Leçons chinoises
par K. Selim, Le Quotidien d’Oran, 29 octobre 2008
La baisse des prix du pétrole a un impact négatif sur les recettes du pays, mais elle a au moins l’effet bénéfique de faire taire le discours inconsistant d’une Algérie miraculeusement «à l’abri» de la tempête mondiale. La faible intégration des banques algériennes au système financier mondial a été brandie comme une sorte de ligne Maginot imaginaire qui nous épargnerait des tumultes dévastateurs. On aura même perçu une sorte de satisfaction saugrenue pour le sous-développement et le retard qui nous éviteraient des moments pénibles.
La baisse des prix du pétrole est survenue donc comme un rappel à la réalité : l’Algérie, pas plus que le Venezuela, le Nigéria ou la Russie, n’est pas à l’abri des aléas d’un marché mondialisé. L’économie internationale est dans une pente récessive et, selon toute probabilité, le retour à une croissance pétrolière équivalente à celles de ces dernières années n’est pas pour bientôt. L’Opep devra rester sur la brèche et agir régulièrement pour comprimer l’offre afin d’éviter des chutes catastrophiques des prix, semblable à celles des cycles précédents où ils ont plongé vers des niveaux désastreux. Il faut, bien sûr, espérer qu’elle y parvienne.
Mais quel enseignement tirer d’une crise qui n’a pas encore déployé tous ses effets ? Qui s’en tire le mieux quand des pays donnés pour «modèles» par le FMI ou la Banque mondiale se retrouvent en situation de cessation de paiement ? La réponse est là, évidente. C’est la Chine, pays qui achète beaucoup de pétrole, qui résiste le mieux à la tornade. Les pays industriels avancés comptent sur le Céleste Empire pour amortir les effets de la récession globale. Quelles sont les structures de l’économie chinoise ? Un Etat, très présent, qui a admis que l’économie de marché est source d’efficacité et de créativité, mais où la régulation, qui existe bel et bien, a empêché l’arrivée déstabilisatrice des capitaux spéculatifs. Et last but not least, ce sont de grandes entreprises publiques qui fonctionnent efficacement suivant les règles du marché.
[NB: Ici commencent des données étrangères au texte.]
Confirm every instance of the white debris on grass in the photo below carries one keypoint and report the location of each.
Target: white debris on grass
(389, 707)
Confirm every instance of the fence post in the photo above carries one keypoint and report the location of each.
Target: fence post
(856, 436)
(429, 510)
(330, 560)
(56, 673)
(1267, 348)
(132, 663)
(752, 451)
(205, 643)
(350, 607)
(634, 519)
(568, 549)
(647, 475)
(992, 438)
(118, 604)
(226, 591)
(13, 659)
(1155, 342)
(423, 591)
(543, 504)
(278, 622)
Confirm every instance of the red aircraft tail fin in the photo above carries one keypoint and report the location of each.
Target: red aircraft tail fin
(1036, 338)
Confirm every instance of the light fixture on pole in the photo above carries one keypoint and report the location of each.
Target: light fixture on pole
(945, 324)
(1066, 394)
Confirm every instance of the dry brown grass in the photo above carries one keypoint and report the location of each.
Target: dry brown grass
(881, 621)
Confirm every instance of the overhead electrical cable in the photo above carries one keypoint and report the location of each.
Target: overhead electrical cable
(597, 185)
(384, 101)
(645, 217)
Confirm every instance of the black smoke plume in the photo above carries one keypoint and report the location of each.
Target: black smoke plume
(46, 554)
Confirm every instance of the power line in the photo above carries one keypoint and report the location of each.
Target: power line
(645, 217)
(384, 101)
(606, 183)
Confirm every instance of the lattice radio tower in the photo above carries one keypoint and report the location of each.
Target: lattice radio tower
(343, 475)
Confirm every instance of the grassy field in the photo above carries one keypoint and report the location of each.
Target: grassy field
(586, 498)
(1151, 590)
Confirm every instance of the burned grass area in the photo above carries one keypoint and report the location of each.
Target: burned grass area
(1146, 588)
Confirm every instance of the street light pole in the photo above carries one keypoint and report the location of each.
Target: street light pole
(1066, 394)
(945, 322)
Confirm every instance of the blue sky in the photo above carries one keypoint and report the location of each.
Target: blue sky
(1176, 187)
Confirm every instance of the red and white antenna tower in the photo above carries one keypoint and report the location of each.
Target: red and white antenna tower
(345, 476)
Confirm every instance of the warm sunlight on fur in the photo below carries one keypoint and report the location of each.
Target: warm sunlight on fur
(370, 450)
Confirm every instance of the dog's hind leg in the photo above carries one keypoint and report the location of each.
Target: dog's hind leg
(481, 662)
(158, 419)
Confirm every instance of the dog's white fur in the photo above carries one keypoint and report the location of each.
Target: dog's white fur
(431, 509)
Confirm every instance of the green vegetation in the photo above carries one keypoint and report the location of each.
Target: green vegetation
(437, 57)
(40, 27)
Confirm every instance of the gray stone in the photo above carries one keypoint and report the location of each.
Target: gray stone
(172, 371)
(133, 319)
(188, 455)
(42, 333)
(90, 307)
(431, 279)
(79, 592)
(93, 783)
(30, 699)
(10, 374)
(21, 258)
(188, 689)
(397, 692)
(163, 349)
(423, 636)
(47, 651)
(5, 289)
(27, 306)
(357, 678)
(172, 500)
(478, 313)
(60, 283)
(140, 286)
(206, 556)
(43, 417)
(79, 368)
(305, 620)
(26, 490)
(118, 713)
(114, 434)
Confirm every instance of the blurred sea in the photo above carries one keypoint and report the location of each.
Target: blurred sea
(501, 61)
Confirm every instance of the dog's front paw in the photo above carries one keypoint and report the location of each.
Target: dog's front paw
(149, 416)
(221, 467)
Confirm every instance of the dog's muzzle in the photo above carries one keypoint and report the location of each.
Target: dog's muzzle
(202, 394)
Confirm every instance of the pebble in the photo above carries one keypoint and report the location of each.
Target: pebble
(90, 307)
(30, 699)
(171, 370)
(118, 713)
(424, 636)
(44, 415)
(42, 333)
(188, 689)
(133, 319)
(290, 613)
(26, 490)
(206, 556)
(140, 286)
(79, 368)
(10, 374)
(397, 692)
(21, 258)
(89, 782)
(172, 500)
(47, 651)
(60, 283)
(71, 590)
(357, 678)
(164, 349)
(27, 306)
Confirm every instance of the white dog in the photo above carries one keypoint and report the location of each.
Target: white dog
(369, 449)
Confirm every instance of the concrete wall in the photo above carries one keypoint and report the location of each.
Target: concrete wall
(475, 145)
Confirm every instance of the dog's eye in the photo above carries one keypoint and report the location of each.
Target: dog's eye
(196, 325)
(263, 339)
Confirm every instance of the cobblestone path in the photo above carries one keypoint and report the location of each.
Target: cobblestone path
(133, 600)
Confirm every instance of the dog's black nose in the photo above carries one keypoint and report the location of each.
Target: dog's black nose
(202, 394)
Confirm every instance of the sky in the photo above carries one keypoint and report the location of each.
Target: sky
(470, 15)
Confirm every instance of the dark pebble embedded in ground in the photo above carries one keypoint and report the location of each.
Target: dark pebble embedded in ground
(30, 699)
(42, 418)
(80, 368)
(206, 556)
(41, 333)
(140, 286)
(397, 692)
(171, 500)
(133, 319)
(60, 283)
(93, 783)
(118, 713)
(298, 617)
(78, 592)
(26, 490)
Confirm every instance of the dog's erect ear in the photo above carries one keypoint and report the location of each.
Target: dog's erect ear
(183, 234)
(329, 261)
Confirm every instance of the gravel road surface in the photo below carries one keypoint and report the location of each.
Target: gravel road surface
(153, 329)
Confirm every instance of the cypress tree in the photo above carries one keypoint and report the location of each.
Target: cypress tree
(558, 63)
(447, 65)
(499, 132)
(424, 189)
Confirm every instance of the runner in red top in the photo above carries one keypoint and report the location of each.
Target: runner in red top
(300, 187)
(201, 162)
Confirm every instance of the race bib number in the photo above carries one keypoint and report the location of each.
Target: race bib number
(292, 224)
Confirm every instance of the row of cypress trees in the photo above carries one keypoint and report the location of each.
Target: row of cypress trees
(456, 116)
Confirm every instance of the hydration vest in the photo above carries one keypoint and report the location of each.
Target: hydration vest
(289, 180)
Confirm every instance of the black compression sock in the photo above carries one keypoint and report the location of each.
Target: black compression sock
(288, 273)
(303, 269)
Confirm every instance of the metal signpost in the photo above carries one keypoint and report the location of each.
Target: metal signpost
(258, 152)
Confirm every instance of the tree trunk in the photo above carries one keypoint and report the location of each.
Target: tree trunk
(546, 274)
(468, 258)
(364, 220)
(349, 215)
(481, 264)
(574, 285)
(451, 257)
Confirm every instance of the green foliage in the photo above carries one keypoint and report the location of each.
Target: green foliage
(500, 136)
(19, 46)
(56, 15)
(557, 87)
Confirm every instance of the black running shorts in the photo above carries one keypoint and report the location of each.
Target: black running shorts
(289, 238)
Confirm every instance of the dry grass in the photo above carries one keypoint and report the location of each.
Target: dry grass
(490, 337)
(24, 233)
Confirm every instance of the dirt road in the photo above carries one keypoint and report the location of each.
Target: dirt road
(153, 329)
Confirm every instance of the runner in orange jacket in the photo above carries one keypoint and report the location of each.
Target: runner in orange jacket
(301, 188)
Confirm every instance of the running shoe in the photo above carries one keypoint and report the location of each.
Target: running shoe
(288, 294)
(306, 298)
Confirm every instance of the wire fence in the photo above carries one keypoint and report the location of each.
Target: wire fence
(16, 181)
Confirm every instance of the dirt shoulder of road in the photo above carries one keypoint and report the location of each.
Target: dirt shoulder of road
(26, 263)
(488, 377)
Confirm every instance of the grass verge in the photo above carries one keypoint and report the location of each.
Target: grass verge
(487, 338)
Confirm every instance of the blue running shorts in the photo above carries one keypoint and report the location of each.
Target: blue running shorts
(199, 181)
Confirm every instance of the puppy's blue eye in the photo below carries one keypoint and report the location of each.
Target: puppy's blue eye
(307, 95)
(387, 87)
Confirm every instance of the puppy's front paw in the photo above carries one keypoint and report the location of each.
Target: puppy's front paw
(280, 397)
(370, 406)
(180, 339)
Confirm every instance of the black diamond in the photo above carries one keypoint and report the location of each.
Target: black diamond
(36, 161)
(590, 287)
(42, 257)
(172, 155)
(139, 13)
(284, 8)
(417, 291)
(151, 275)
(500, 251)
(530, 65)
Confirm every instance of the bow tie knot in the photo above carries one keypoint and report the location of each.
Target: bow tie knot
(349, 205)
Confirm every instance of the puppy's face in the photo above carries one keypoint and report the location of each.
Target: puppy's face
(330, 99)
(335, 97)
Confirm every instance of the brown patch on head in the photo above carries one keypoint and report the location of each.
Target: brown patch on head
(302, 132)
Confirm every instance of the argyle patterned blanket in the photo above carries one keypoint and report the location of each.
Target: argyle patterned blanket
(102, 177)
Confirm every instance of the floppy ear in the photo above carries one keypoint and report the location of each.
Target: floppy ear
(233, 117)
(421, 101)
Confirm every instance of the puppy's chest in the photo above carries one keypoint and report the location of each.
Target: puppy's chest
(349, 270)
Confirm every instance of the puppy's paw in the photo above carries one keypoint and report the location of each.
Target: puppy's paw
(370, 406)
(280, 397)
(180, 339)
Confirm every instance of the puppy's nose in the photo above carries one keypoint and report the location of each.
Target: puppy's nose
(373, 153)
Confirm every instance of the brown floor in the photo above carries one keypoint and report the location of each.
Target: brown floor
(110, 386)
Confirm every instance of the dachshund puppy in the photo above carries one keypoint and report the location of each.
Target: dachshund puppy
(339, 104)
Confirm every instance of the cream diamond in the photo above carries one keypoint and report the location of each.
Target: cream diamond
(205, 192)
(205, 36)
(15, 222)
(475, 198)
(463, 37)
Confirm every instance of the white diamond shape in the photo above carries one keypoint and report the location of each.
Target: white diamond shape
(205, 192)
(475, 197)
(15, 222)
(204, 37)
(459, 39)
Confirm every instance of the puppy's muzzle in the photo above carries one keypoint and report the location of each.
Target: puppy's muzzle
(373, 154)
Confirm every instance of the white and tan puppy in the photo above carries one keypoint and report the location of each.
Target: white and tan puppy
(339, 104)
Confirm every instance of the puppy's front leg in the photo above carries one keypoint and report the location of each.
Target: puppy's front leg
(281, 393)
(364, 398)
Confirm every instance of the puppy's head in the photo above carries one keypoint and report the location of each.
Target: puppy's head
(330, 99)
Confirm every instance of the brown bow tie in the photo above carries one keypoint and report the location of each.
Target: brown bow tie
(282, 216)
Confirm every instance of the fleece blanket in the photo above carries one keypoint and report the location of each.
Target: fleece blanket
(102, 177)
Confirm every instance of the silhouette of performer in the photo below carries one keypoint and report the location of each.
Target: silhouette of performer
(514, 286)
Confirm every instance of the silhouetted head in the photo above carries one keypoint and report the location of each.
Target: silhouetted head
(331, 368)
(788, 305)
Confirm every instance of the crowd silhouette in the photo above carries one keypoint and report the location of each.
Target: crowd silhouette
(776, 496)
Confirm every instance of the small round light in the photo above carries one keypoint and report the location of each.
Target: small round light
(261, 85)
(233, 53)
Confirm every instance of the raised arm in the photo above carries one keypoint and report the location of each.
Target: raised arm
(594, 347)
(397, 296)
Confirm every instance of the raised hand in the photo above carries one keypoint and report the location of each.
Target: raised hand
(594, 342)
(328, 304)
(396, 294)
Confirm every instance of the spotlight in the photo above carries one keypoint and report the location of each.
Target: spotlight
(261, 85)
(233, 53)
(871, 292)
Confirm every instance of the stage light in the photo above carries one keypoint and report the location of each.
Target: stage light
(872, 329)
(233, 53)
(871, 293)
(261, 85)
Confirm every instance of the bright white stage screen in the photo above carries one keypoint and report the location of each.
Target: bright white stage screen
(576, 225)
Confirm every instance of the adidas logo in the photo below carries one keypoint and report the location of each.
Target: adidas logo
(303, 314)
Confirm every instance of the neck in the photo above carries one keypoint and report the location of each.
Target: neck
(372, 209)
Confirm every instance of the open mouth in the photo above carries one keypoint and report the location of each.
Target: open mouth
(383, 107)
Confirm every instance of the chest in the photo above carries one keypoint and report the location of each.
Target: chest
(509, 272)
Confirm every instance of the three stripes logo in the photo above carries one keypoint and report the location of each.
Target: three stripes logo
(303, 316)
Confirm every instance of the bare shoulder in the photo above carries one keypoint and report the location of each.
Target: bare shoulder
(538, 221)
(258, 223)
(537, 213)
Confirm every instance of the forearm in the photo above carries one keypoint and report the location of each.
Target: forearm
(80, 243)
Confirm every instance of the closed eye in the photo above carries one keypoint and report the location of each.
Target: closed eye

Si aujourd’hui l’ultralibéralisme est en pleine déconfiture, le modèle chinois est là pour rappeler que l’économie administrée – et la tentation est présente chez nous – n’est pas la panacée. La Chine a développé un modèle original d’économie mixte articulé sur un cadre juridique rassurant aussi bien pour les investisseurs locaux qu’étrangers.
Pékin a aussi apporté la démonstration que des grands groupes publics, dirigés par un management responsable et autonome, pouvaient non seulement porter la croissance interne, mais également étendre le poids économique de la Chine dans le monde. Les tropismes locaux empêchent de voir que la Chine peut nous apprendre ou nous rappeler un certain nombre de principes fondamentaux. A commencer par le fait qu’une économie croît avant tout par le soutien à la production interne. C’est elle qui draine les investissements étrangers et non l’inverse.